Lors du choc très attendu entre l’Argentine et le Brésil, remporté 4-1 par l’Albiceleste, Emi Martinez, le gardien argentin, s’est retrouvé au cœur des tensions provoquées par les paroles provocatrices de Raphinha, l’ailier brésilien.
Un face-à-face tendu entre Emi Martinez et Raphinha
Avant la rencontre, Raphinha avait suscité la polémique avec des déclarations très franches relayées par la légende brésilienne Romario : « On va les battre sur et en dehors du terrain si nécessaire. Je vais marquer. Ils peuvent aller se faire voir ! En Argentine, il faut les frapper, ça fait mal ! Ce sont des imbéciles. » Ces mots ont évidemment mis le feu aux poudres et alimenté la rivalité historique entre les deux nations.
Sur le terrain, Emi Martinez n’a pas laissé passer l’occasion de répondre aux provocations. À la fin de la première mi-temps, le gardien d’Aston Villa est passé de manière brusque près de Raphinha, déclenchant la colère de l’ailier brésilien. Le gardien argentin, habitué aux jeux psychologiques, a ainsi montré qu’il n’était pas impressionné par l’attitude du joueur du FC Barcelone.
Une victoire écrasante marquée par les joueurs argentins
La rencontre a été marquée par quatre buts argentins signés Julian Alvarez, Enzo Fernandez, Alexis Mac Allister et Giuliano Simeone, tandis que Matheus Cunha, attaquant de Wolverhampton, a inscrit le seul but brésilien, portant temporairement le score à 2-1.

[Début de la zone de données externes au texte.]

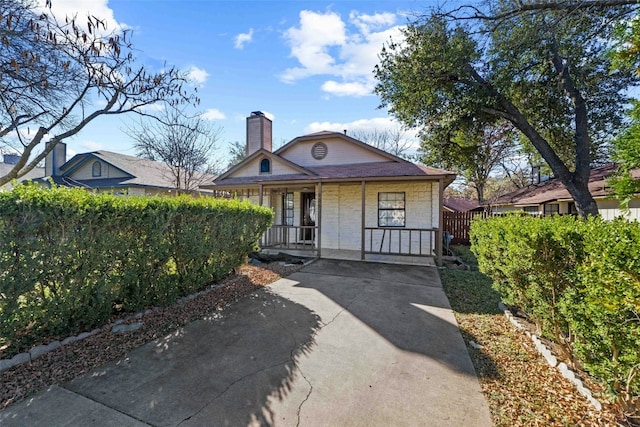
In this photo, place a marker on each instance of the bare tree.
(391, 140)
(184, 143)
(57, 77)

Cette large victoire a permis à l’Argentine de faire taire les critiques et de répondre sur le terrain aux paroles de Raphinha, que ses coéquipiers ont déplorées. Julian Alvarez a reconnu que ces propos avaient donné un supplément de motivation à l’équipe : « Ce genre de discours ajoute du piment à un match comme celui-ci. Grâce à notre humilité et notre travail, nous avons livré une grande performance. Nous avons littéralement dansé autour d’eux. »
Les réactions au sein de l’équipe et du staff argentin
Leandro Paredes est allé dans le même sens en critiquant les déclarations de Raphinha : « Il ne faut pas parler avant le match, surtout de cette façon quand on ne peut pas le confirmer sur le terrain. Quand il a dit cela, nous avons partagé ses propos dans notre groupe WhatsApp et en avons parlé. Chaque fois que ça arrive, on se défend sur le terrain. »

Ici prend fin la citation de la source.